My daughter is 11, and as we watch the evening news, she turns to me seriously and says, "I don't like the way the world is doing things." Neither do I.

My daughter is 11 years and eight months old, to be precise, and I do not want her to grow up and be drafted. Neither does she.

My daughter is almost 12, and thinks about unkindness and evil, about slaughtered seals and war. I don't want her to grow up and be brutalized by war -- as soldier or civilian.

As I read those sentences over, they seem too mild. What I want to say is that I am horrified by the very idea that she could be sent to fight for fossil fuel for fossilized ideas.

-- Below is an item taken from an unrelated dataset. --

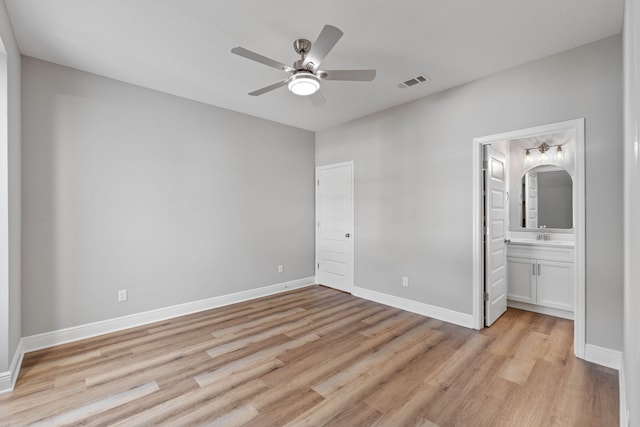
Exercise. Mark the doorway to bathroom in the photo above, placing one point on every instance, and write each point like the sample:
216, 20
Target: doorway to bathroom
529, 224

What I want to say is that I can imagine no justification for war other than self-defense, and I am scared stiff about who has the power to decide what is "defense."

But not, in the last days before President Carter decides whether we will register young people and whether half of those young people will be female, I wonder about something else. Would I feel different if my daughter were my son? Would I be more accepting, less anguished, at the notion of a son drafted, a son at war?

Would I beat the drums and pin the bars and stars on his uniform with pride? Would I look forward to his being toughened up, be proud of his heroism, and accept his risk as a simple fact of life?

I cannot believe it.

So, when I am asked now about registering women for the draft along with men, I have to nod yes reluctantly. I don't want anyone registered, anyone drafted, unless it is a genuine crisis. But if there is a draft, this time it can't touch just our sons, like some civilized plague that leaves daughters alone to produce another generation of warriors.

I know that, realistically, we will have to register women along with men anyway because the courts will require it. Women may not have won equal rights yet, but they have "won" equal responsibilities. A male-only draft would surely be challenged and likely ruled unconstitutional.

But at a deeper level, we have to register women along with men because our society requires it. For generations, war has been part of the rage so many men have held against women.

War is in the hard-hat yelling at an equal-rights rally, "Where were you at Iwo Jima?" War is in the man infuriated at the notion of a woman's challenging veterans' preference. War is in the mind of the man who challenges his wife for having had a soft life.

War has often split couples and sexes apart, into lives built on separate realities. It has been part of the grudge of self-sacrifice, the painful gap of understanding and experience between men's and women's lives. It is the stuff of which alienation and novels are written.

But more awesomely, as a male activity, a rite of passage, a test of manhood, war has been gruesomely acceptable. Old men who were warriors have sent younger men to war as if it were their birthright. The women's role until recently was to wave banners and sing slogans, and be in need of protection from the enemy.

We all pretended that war was civilized. War had rules and battlegrounds. War did not touch the finer and nobler things, like women.

This was, of course, never true. The losers, the enemies, the victims, the widows of war were as brutalized as the soldiers. Under duress and in defense, women always fought.

But perhaps, stripped of its maleness and mystery, its audience and cheerleaders, war can be finally dis-illusioned. Without the last trappings of chivalry, it can be seen for what it is: the last deadly resort.

So if we must have draft registration I would include young women as well as young men. I would include them because they can do the job. I would include them because all women must gain the status to stop as well as to start wars. I would include them because it has been too easy to send only men.

I would include them because I simply cannot believe that I would feel different if my daughter were my son.